Keine Verjährung für SED-Unrecht

■ Mehr als 30.000 politische Urteile erfaßt/ Salzgitter überprüft Justizbeamte

Erfurt. „Ich werde alles, was rechtspolitisch möglich ist, unternehmen, damit es keine Verjährung von Unrechtstaten durch das SED-Regime geben wird.“ Das erklärte Thüringens Justizminister Dr. Hans-Joachim Jentsch während eines Pressegesprächs aus Anlaß einer Präsentation des Salzgitterreports.
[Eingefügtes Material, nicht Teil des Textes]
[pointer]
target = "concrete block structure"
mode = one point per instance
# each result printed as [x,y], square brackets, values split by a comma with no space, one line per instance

Die Autoren dieses Buches — Oberstaatsanwalt Heiner Sauer, derzeit Leiter der Zentralen Erfassungsstelle in Salzgitter, und sein Geschäftsstellenleiter Hans-Otto Plumeyer — bieten erstmals einen kleinen Einblick in das Archiv und seine Arbeitsweise.

Sauer bemerkte ausdrücklich, daß der Report ein Buch für die Opfer und gegen die Täter sei. Es solle einer beginnenden Resignation der Geschädigten vorgreifen und die Bestrafung der Täter anmahnen. In Salzgitter sind von den Justizbehörden seit Gründung der Einrichtung vor 30 Jahren mehr als 30.000 politische Urteile, 4.515 Tötungsdelikte, über 2.700 Mißhandlungen, davon 635 aus rein politischen Motiven, für das Gebiet der ehemaligen DDR zusammengetragen worden.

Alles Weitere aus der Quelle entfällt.